For those wondering what a normal morning looks like for us here in the jungle, this was today:
My day started out with me being woken up by the sound of one of our children having diarrhea. Yes, you read that correctly, it wasn’t the child that woke me up, but the actual sound of the diarrhea itself. This is one of the magical experiences you get to enjoy when your walls are made of uninsulated, 4mm plywood. Privacy is not one of our house’s greater virtues.
After helping clean the kiddo up,* I go to the kitchen and try to make coffee. I say “try,” because it turns out that we are out of filtered water, and when you get your water by collecting rain from your roof, filtering is not an optional thing (birds do things on roofs – terrible, terrible things).
I turn on our filter to fill up our water jug, but only a trickle of water comes out. We have a pressurized water system, so there is only one reason this would happen: Time to clean out the filter.
I take apart the filter, unscrew the candle (I have no idea why the ceramic piece that the water goes through is called a “candle,” but it is), scrub it gently with sandpaper, rinse it off, and put it all back together. Now we have fresh water. Well, we will in fifteen minutes anyway. That’s how long it takes for us to fill up our 5-gallon jug of drinking water.
Both of the older boys are up now, and Rochelle is sick in bed,** so I go to prepare breakfast for them. I left my cast iron griddle on the stove overnight though, so before I do any cooking I scrape off the 100+ little gnats that are stuck in the thin layer of oil that covers its surface. Bugs are the not-so-secret ingredient to many of our family recipes now.

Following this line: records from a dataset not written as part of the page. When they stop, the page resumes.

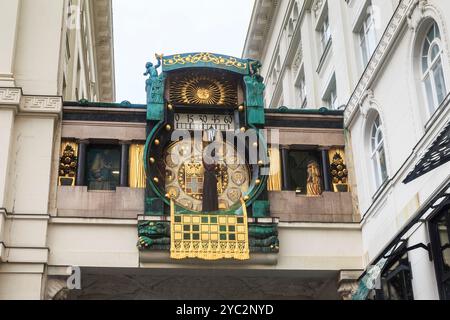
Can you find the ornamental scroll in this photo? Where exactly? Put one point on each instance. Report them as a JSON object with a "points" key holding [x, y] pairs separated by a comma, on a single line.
{"points": [[209, 236]]}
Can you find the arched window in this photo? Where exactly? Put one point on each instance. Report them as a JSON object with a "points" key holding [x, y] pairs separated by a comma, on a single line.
{"points": [[378, 153], [432, 69]]}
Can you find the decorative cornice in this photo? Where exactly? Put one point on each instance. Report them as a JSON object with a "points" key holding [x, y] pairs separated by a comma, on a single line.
{"points": [[10, 96], [30, 104], [393, 29], [41, 104]]}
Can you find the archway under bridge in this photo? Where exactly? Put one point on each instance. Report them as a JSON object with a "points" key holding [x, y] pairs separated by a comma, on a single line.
{"points": [[199, 284]]}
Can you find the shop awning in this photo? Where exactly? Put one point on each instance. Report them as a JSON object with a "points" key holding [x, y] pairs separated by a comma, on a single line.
{"points": [[437, 155]]}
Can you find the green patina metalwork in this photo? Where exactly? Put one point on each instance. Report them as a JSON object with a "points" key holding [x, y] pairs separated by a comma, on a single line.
{"points": [[255, 87], [261, 209], [263, 238], [154, 86]]}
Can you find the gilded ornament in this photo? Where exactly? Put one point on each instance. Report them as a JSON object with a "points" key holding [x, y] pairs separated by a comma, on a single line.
{"points": [[205, 57]]}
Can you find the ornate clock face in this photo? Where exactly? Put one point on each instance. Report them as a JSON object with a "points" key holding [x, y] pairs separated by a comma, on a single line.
{"points": [[185, 175]]}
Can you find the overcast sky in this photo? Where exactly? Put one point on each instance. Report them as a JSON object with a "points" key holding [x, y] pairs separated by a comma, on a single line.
{"points": [[145, 27]]}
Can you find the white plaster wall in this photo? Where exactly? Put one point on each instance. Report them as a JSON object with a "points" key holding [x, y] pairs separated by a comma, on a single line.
{"points": [[16, 286], [6, 130], [320, 247], [31, 164], [398, 99], [93, 243], [38, 46], [9, 11]]}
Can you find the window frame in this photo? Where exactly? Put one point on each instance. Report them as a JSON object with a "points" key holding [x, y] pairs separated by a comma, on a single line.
{"points": [[428, 72], [376, 145]]}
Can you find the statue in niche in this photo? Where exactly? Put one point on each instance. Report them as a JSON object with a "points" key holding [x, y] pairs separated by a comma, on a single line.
{"points": [[255, 86], [152, 72], [101, 172], [313, 185]]}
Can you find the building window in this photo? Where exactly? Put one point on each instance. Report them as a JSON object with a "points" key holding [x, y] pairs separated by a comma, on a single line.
{"points": [[304, 172], [396, 280], [378, 153], [330, 97], [301, 91], [432, 69], [103, 167], [367, 36], [325, 33], [440, 235]]}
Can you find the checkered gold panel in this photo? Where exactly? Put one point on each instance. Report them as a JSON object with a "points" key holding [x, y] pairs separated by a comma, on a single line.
{"points": [[209, 237]]}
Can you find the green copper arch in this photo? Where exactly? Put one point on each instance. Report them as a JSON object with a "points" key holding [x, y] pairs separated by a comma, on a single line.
{"points": [[206, 60]]}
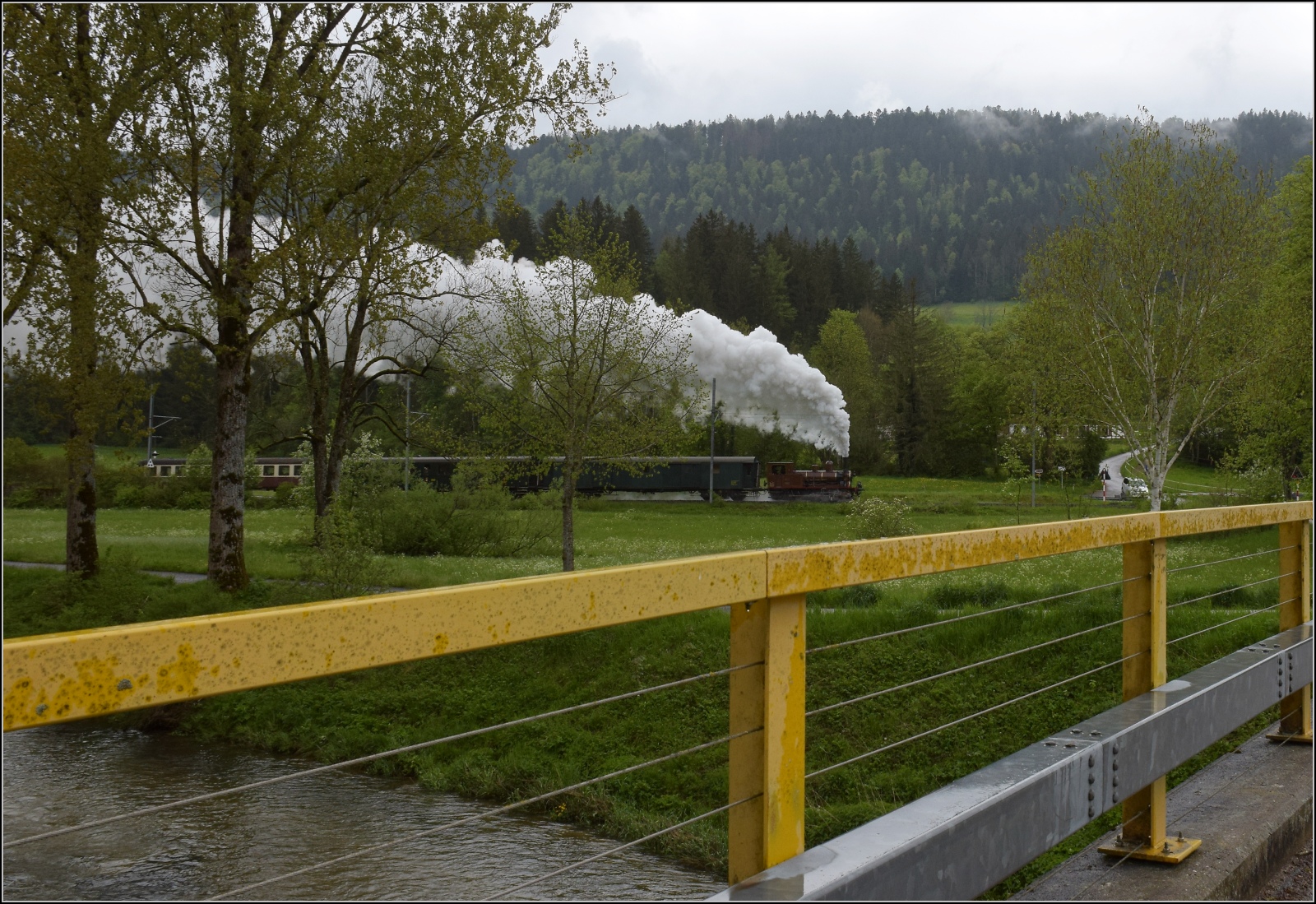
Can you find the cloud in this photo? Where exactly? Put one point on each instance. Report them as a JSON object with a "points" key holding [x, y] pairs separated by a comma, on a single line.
{"points": [[708, 61]]}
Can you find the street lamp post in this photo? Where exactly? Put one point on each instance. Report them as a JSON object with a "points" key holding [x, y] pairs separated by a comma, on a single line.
{"points": [[1061, 469]]}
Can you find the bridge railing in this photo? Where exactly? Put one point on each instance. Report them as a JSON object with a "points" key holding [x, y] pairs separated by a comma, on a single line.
{"points": [[76, 675]]}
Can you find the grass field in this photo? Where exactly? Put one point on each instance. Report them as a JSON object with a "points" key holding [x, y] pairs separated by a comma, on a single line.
{"points": [[350, 715], [974, 315], [114, 454], [607, 533], [375, 710]]}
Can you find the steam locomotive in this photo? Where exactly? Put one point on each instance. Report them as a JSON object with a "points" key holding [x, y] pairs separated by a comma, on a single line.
{"points": [[734, 478]]}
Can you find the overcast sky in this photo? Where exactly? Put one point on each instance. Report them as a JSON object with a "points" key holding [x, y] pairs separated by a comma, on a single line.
{"points": [[679, 62]]}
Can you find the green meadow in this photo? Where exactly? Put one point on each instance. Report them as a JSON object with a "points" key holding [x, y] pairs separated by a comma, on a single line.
{"points": [[344, 716]]}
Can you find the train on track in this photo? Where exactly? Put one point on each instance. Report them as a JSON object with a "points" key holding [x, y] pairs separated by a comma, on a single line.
{"points": [[734, 478]]}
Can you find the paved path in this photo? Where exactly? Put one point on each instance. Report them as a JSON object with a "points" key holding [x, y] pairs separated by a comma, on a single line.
{"points": [[1112, 465], [182, 577], [179, 577]]}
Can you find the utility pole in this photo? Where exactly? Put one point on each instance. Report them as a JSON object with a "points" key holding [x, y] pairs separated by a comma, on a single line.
{"points": [[1033, 474], [712, 428], [151, 430], [407, 443], [151, 433]]}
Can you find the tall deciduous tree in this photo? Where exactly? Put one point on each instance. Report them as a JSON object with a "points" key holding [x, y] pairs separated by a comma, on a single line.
{"points": [[78, 81], [267, 109], [1274, 410], [1142, 309], [576, 364]]}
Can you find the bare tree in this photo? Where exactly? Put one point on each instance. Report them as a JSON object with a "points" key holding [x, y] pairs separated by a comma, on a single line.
{"points": [[1142, 309]]}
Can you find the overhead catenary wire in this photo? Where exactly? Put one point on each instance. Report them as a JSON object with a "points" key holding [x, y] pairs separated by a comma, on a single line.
{"points": [[622, 848], [974, 665], [497, 811], [974, 614], [368, 758], [965, 719]]}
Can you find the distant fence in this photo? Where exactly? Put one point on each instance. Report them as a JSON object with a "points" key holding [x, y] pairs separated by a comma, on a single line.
{"points": [[72, 675]]}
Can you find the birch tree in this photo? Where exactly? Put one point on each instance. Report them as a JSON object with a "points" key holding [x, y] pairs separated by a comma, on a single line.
{"points": [[78, 81], [1142, 309], [270, 107]]}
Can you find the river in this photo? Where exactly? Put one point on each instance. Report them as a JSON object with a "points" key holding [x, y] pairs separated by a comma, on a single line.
{"points": [[61, 776]]}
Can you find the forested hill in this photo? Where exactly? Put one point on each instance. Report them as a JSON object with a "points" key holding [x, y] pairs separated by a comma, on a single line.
{"points": [[949, 197]]}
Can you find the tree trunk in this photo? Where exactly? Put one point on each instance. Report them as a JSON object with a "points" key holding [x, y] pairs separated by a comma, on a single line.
{"points": [[227, 563], [81, 554], [82, 557], [568, 516]]}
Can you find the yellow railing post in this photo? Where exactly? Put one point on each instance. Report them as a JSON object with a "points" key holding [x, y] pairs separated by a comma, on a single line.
{"points": [[1295, 607], [770, 829], [745, 766], [1142, 835]]}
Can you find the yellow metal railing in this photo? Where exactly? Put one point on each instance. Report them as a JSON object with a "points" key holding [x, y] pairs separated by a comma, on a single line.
{"points": [[72, 675]]}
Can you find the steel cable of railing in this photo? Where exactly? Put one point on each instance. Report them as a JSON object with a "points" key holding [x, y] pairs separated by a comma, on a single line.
{"points": [[1188, 812], [503, 894], [1228, 590], [1232, 559], [973, 665], [368, 758], [975, 614], [1123, 824], [497, 811], [965, 719], [1254, 612]]}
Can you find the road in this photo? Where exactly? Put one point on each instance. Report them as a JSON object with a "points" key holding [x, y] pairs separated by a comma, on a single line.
{"points": [[1112, 465]]}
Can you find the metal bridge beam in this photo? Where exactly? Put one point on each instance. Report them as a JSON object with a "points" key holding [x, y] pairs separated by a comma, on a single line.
{"points": [[964, 838]]}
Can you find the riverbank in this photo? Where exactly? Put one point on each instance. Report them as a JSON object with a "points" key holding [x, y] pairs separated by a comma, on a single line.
{"points": [[365, 712]]}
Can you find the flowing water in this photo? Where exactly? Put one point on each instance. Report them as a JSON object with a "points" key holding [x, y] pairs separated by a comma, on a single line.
{"points": [[61, 776]]}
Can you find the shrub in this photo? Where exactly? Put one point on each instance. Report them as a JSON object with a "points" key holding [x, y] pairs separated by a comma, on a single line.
{"points": [[1263, 483], [878, 517], [466, 522], [341, 559]]}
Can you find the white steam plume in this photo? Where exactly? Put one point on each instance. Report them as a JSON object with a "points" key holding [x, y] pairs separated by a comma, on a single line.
{"points": [[760, 382], [763, 386]]}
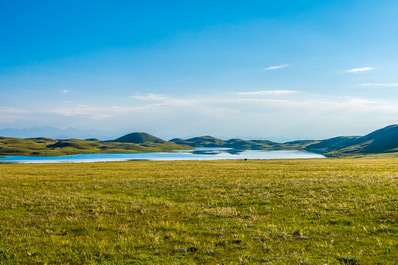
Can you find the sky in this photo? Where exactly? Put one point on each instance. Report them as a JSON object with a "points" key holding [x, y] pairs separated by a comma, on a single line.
{"points": [[279, 70]]}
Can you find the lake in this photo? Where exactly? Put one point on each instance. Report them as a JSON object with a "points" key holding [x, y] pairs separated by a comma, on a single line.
{"points": [[196, 154]]}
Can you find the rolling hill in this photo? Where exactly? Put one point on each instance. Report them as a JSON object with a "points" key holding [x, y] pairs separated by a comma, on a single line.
{"points": [[384, 140], [139, 138]]}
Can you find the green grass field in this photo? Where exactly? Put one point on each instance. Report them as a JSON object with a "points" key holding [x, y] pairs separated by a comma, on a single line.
{"points": [[334, 211]]}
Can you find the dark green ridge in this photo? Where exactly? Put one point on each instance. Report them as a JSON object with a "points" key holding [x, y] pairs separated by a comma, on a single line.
{"points": [[139, 138], [384, 140]]}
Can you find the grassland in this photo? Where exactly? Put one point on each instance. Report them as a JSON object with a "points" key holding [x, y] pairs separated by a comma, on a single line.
{"points": [[51, 147], [334, 211]]}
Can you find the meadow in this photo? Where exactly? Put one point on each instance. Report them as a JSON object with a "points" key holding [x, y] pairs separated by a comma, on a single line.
{"points": [[318, 211]]}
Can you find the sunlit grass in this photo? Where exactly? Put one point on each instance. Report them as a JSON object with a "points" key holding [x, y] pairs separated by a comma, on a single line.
{"points": [[334, 211]]}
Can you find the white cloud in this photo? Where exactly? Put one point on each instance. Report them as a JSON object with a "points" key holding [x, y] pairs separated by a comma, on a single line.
{"points": [[380, 85], [149, 97], [268, 93], [276, 67], [244, 114], [356, 70]]}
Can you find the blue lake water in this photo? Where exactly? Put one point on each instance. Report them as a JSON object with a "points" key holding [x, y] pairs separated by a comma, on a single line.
{"points": [[197, 154]]}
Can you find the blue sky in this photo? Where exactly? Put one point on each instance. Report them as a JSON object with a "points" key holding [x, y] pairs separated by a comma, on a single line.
{"points": [[278, 70]]}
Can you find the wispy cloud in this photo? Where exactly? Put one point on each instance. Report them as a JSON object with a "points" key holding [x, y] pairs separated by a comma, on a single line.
{"points": [[268, 93], [276, 67], [380, 84], [149, 97], [356, 70]]}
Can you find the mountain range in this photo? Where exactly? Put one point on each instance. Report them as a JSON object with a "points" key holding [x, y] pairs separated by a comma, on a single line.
{"points": [[384, 140]]}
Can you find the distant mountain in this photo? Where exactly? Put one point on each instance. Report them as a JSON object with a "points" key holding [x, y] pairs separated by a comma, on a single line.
{"points": [[384, 140], [332, 144], [210, 141], [139, 138], [202, 141], [52, 132]]}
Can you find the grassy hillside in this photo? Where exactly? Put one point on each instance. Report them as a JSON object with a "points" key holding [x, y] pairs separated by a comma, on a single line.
{"points": [[139, 138], [52, 147], [333, 211]]}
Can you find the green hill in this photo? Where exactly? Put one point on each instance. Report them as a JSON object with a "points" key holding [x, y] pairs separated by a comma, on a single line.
{"points": [[139, 143], [384, 140], [139, 138]]}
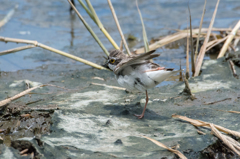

Today we are having eggs. Eggs are a pretty big treat for us here, because cereal is too expensive to eat regularly, and the town we get our supplies from was out of oatmeal when we got our supplies a month ago. (That’s right, the TOWN was out of oatmeal, not just the store. This also happens with milk sometimes.)
Since Rochelle has to make all of our bread, and it doesn’t keep well in the heat and humidity, that’s not usually a breakfast option either. More often than not, breakfasts for us are crackers with peanut butter and jelly. So, like I said, eggs are awesome.
I crack each egg into a little bowl before I drop it into the pan. This is a step that you don’t want to forget. Nothing ruins a meal quite as well as adding a bloody egg yolk to it. Except possibly, a partially formed chick.
There are enough stories of both of those things happening over here that we are prone to cautiousness. And since all of our eggs are un-refrigerated, and have recently passed their expiration date, the odds of this happening are at an uncomfortably high level. Thankfully, today was a no-go.
After eating their eggs, the boys are still hungry. Eggs fall under the “rationed food” category though, so I can’t make more of those. Back to the old standby: peanut butter crackers for everyone!
Apparently though, we finished our old jar of PB yesterday, so I have to open a new one. I don’t know if it’s the long shelf-time it’s experienced that causes this to happen, or if it’s the heat, but what I DO know is that our peanut butter is always crazy separated. And once peanut butter separates it does NOT like to go back together!
I will be spending the next 5 minutes trying to get the ½ inch of oil that is floating on the top of the jar mixed back into the rest of the PB.
There you have it, a typical Callahan family morning. Sometimes, things are a little different, like when I attempt starting the day without my glasses, and I get to step barefoot on a dying cockroach. But for the most part, this is what our mornings look like before we head out to do language study.
*You may have noticed, if you’re a regular subscriber, that diarrhea gets mentioned fairly often in our blog. The reason for this is simple: we seem to get diarrhea A LOT. Apparently, in the tropics, diarrhea is hardly even classified as a sickness. It’s treated more like an inconvenience than anything. Maybe like hiccups back in the States. If you call a doctor here and tell him that you have a bad case of diarrhea, then he will say, “OK” and then ask if there was something you were calling him about.
**We also get sick a lot. Not usually long sicknesses though. Mostly just random, isolated symptoms, that make us think we might have the plague, but then leave inexplicably.